Parameters: the things marked in yellow, which might be changed by a viewer of the table.
Computed values: All the numbers that aren't marked in yellow. They're values that are derived from the data by formulas.
Data: There is no "data" in this example table except for the parameters. But in a table of senatorial votes, the "parameters" might be "which senate session" and "which vote", and the data would then be the votes of all the senators: it's information that you don't have to type in, but which can be found (on the wab, in a file, ...) by using the parameters. The distinction between "data" and "parameters" is a fine one. Thinking again of senate votes, you might want to experiment by changing which bill you're looking at, but you probably would not experiment by changing Senator Akaka's vote to a 'Nay' on some bill.

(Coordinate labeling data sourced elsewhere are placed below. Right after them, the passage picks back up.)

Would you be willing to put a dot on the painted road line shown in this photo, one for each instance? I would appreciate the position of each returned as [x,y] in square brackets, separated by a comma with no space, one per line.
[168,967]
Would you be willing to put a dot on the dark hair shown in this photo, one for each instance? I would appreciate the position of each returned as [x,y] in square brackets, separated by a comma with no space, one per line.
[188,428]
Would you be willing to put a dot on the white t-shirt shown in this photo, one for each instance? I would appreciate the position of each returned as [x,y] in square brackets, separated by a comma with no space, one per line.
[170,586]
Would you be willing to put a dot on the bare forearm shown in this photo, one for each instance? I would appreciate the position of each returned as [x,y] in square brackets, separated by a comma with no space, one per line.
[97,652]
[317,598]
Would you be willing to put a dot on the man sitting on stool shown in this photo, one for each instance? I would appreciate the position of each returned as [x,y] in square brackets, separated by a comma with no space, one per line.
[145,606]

That categorization should apply, whenever possible, to every spreadsheet you produce in this class.

Now look at the tab called BadBetterGood. On this one, the first two columns import Senator names as we did in class. The key formula, in cell B1, is

=importXML("http://www.senate.gov/legislative/LIS/roll_call_votes/vote1132/vote_113_2_00008.xml", "//members/member/first_name")

You can see that the legislative session, the congress number, and the vote number are all in the url, and the numbers "113" and "2" appear twice. Someone wanting to see a list of senators for the first session of the 110th congress would have to do some careful editing of the URL.

Note that in this case, the senator names are "data", but there don't seem to be any parameters. To the degree that there are, they're hidden inside the importXML formula: the URL and the XPath.

Columns D and E do a better job. Once again the data you can change is highlighted. There are several well-named entries (like "Which congress"), and even the item to extract has been separated out into its own field.

There's a problem, though: the list of senators is missing.

If you look at the "Goal" entry, I've written down the thing you should be trying to produce in the URL entry (for the 113th congress, second session, anyhow). The formula I've used for the URL doesn't produce that, as you can see.

Modify the formula in E7 (you'll need several more ampersands and several more strings!) to make it exactly reproduce the "goal" URL. When you do, the Query results should appear.

Change the "Which session:" to "1". Does the right thing happen? What about if you change the congress to "110"?

The formula for the query is =importXML(E7,E5). That makes sense: E7 contains the URL, E5 contains the XPath. But we can do better.

Look at columns G and H. You'll need to fix the URL formula in H7, just as you did in columns D and E, but once you do, the results will show up, and will change when you change the "session" or "congress". But look at the formula in H8:
=importXML(url,xpath)
That code works because I selected cell H7, went to Data > Named Ranges and named it "url"; I did the same thing with cell H5, naming it "xpath". After doing that, I'm allowed to refer to those cells by name rather than by letter-number coordinates. It makes the formula a good deal easier to read.

Change things so that instead of the member names being listed lower down in column H, their votes are listed. Was it easy?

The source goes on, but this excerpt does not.